Compilation album by The Wonder Stuff
- Released: September 1994
- Genre: Indie rock
- Label: Polydor
- Producer: Pat Collier; Mick Glossop; David Morris & Richard Willis

The Wonder Stuff chronology
| Construction for the Modern Idiot (1993) | If The Beatles Had Read Hunter...The Singles (1994) | Live In Manchester (1995) |

= If The Beatles Had Read Hunter...The Singles =

If The Beatles Had Read Hunter...The Singles (1994) is a singles compilation released after The Wonder Stuff's original demise in 1994, which reached number 8 on the UK album charts.
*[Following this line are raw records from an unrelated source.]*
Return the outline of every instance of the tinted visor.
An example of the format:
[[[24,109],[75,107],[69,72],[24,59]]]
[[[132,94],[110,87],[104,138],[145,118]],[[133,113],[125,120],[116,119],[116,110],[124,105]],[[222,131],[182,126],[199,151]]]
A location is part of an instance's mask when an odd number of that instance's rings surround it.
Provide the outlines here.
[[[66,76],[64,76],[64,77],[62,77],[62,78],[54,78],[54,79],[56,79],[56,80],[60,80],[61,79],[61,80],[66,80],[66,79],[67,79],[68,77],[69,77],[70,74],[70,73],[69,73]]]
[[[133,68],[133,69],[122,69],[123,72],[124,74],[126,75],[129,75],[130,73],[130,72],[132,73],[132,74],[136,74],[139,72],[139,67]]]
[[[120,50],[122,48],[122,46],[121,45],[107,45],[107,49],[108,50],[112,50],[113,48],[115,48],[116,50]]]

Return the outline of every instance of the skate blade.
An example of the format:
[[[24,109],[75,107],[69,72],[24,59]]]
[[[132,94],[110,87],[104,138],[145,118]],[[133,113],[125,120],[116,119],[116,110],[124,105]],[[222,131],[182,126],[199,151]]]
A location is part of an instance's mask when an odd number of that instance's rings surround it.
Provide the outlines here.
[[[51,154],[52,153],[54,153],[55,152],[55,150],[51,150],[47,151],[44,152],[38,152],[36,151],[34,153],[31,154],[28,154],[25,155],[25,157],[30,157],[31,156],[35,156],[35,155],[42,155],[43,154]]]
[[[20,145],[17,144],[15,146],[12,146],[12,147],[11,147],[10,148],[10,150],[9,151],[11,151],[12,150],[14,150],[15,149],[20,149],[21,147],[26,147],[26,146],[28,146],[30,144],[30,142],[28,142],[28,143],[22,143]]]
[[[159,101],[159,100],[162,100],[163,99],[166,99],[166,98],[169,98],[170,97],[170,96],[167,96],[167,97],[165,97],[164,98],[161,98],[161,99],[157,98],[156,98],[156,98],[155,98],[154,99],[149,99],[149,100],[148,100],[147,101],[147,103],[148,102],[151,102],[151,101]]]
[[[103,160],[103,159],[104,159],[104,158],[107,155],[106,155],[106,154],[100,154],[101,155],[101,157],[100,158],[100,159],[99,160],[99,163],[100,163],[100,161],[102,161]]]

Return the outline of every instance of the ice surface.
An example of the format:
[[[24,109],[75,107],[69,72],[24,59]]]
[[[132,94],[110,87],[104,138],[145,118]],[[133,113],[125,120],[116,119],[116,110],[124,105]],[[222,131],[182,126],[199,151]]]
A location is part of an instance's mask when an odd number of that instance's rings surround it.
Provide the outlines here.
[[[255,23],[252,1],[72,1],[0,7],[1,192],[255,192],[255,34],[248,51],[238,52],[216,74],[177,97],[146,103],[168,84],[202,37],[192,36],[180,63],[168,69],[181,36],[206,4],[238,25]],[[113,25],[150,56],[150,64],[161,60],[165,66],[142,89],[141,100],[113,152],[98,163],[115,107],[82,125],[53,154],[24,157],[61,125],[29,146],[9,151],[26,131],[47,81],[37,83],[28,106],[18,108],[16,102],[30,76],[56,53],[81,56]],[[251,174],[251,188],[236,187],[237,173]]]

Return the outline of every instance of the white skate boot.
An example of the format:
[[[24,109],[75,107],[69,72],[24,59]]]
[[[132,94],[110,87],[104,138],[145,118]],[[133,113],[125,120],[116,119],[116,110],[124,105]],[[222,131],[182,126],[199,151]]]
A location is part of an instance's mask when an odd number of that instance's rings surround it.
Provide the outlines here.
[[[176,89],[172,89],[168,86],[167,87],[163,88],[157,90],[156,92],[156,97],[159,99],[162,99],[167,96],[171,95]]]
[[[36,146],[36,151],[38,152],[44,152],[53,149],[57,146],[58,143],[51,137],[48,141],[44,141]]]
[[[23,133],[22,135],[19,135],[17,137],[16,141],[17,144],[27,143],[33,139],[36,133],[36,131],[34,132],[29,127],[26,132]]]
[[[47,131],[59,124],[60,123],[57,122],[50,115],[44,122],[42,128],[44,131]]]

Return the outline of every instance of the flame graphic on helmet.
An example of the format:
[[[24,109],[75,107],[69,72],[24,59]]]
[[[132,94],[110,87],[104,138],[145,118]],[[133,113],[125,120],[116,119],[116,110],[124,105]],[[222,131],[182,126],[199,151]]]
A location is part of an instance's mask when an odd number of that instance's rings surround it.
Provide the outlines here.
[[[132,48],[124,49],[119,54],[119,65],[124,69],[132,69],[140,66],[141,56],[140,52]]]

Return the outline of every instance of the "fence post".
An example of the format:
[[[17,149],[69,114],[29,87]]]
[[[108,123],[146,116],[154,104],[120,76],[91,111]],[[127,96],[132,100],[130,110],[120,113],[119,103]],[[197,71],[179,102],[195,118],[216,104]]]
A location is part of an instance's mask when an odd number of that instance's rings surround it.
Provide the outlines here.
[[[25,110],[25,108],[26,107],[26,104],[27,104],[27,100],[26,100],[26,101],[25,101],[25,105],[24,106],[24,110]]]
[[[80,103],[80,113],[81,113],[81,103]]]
The title referred to a quote (that) “if the writer Hunter S. Thompson had been a presiding influence over The Beatles, then they might have looked and sounded like The Wonder Stuff".

Professional ratings
Review scores
| Source | Rating |
| AllMusic | Star Half star |

==Track listing==

1. "Welcome to the Cheap Seats" (2:36)
2. "A Wish Away" (2:30)
3. "Caught in My Shadow" (3:34)
4. "Don't Let Me Down, Gently" (3:02)
5. "The Size of a Cow" (3:13)
6. "Hot Love Now!" (3:13)
7. "Dizzy" (Tommy Roe/Freddy Weller) (3:19) (Credited to Vic Reeves and The Wonder Stuff)
8. "Unbearable" (2:26)
9. "Circlesquare" (3:22)
10. "Who Wants to Be the Disco King?" (2:49)
11. "Golden Green" (3:02)
12. "Give, Give, Give Me More, More, More" (2:49)
13. "'Coz I Luv You" (Noddy Holder/Jim Lea) (3:29) (A cover of the band Slade's 1971 single)
14. "Sleep Alone" (3:35)
15. "Full of Life (Happy Now)" (3:34)
16. "It's Yer Money I'm After, Baby" (2:48)
17. "On the Ropes" (3:54)
18. "It's Not True" (1:58)

==Charts==

Chart performance for If The Beatles Had Read Hunter...The Singles
| Chart (1994) | Peak position |
|---|---|
| Australian Albums (ARIA) | 158 |
| UK Albums (OCC) | 8 |

== Certifications ==

| Region | Certification | Certified units/sales |
| United Kingdom (BPI) | Silver | 60,000^{^} |
^{^} Shipments figures based on certification alone.